You have to find that line between sales targets that are going to be motivating and effective but also making sure that sales targets aren’t so difficult that it causes sales employees to lose steam.
Sales goals and tracking sales targets also need to be more than just having employees meet quotas. If your sales goals are only about quotas, then reps aren’t necessarily going to be improving their performance over the long-term.
So what should you know to improve how you’re setting sales goals and even tracking those targets?
The following are some things that can help you set better sales targets and goals for your team, which will help them and in turn, the entire organization.
Base Your Goals on Data
When you’re looking for the balance between goals that are inspiring but not so much that they’re demoralizing, you can go on feeling and instinct, or you can go on the numbers. Maybe you combine it and do a little bit of both, but data is incredibly important to integrate into your goal-setting.

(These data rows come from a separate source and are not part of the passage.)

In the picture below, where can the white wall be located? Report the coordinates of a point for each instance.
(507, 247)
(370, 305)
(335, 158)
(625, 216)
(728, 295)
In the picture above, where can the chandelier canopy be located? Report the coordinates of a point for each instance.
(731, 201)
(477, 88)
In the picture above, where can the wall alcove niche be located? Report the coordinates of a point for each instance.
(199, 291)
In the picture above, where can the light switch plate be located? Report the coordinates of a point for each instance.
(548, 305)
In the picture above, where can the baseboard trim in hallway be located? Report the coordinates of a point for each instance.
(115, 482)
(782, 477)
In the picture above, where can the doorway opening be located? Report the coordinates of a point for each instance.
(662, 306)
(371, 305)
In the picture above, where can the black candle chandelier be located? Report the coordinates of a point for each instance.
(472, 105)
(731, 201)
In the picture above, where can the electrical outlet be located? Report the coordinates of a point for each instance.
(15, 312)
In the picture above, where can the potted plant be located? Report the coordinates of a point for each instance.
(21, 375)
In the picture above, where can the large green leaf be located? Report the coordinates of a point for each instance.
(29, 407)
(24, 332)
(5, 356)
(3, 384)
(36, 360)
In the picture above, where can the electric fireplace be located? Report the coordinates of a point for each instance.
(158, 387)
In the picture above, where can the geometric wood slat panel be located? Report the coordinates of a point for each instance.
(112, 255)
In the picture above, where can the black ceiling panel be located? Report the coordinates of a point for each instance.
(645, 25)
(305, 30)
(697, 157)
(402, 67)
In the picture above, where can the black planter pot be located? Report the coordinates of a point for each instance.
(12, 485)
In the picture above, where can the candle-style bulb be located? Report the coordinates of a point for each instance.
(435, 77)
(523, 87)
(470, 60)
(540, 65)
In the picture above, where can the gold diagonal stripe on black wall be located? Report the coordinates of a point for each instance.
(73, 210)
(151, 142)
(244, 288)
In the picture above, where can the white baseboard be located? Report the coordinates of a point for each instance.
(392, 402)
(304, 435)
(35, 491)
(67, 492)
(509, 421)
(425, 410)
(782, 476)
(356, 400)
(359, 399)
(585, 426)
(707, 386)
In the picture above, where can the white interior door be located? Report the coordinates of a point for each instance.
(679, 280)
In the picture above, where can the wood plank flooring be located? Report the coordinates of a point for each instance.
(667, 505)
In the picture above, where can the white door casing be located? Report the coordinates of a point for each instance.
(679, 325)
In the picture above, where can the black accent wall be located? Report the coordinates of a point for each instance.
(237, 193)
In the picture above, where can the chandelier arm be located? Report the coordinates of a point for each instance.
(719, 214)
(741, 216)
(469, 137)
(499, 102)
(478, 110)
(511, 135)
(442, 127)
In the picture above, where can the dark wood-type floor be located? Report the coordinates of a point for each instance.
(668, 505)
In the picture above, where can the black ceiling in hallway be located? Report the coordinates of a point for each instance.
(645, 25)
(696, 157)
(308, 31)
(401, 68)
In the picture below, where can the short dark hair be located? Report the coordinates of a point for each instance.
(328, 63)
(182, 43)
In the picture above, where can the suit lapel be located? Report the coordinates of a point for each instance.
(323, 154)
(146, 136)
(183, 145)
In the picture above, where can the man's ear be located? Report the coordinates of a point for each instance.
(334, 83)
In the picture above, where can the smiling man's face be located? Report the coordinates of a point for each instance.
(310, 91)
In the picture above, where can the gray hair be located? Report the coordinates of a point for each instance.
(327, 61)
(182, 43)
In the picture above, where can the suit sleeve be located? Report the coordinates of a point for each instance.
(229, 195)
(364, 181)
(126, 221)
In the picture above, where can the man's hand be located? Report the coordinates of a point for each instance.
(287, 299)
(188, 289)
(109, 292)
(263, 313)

Look at past data to see things like growth rates and rep performance. You can then use the larger more overarching data and pair it with the different inputs that are in the hands of the sales reps and see how to create targets.
Make Sure You Review Goals Often
When you’re setting goals, you can’t put them on autopilot. You should be reviewing them weekly at a minimum, and some sales team leaders will tell you’re they’re reviewing goals every day. By reviewing them frequently, you can make changes as you go based on the facts and information that’s coming in each day or each week.
Also, if you’re encouraging your team to review goals daily, it can keep them focused and help them break the goals into smaller, more manageable objectives.
Align Monthly Goals with Annual Goals
Take a look at annual sales goals, and then find out how to put those in line with annual revenue targets. For example, take the annual revenue target for the company, and then dissect that so you can see how much each department, team, and rep is going to need to do to make that larger goal happen.
Remember to account for seasonal shifts that can affect things like how many people are on the sales team or could cause slowdowns in business.
Waterfall goals mean that you’re slowly increasing sales targets rather than doing it all at once. It’s somewhat like the idea of reviewing sales goals daily to see what small steps can be taken toward achieving each larger goal.
With waterfall goals, it helps prevent the potential for burnout that can happen if you’re increasing things too quickly.
Along with making sure you’re increasing goals strategically, you also want to set priorities for each specific goal. You want your sales reps focusing primarily on the highest-value goals at any given time.
Even if an employee doesn’t meet every single goal, at least they can know they met the ones that were most important.
When creating goals, these are some other things to keep in mind and take into consideration.:
- You have to think about your business situation. You have to think about the factors that might be outside of your rep’s control that is going to affect your business every month, every quarter and every season. You have to look at life cycles for your products and portfolios to create realistic, attainable objectives.
- You also have to think about more macro factors as you create sales goals. What are the economic forces that might be within your industry or sector or maybe are affecting the economy as a whole? What’s the competition in your industry looking like currently and what are future forecasts?
- You’ll need to segment and score your sales reps so that you can know on a micro level how to set goals and targets for each individual.
Finally, ask for feedback from key stakeholders in the process. You may be surprised by how helpful their feedback is in understanding how to set the right kind of targets and goals for your sales team. Too often, sales managers don’t take into account the feedback from the people who are going to be responsible for reaching these goals.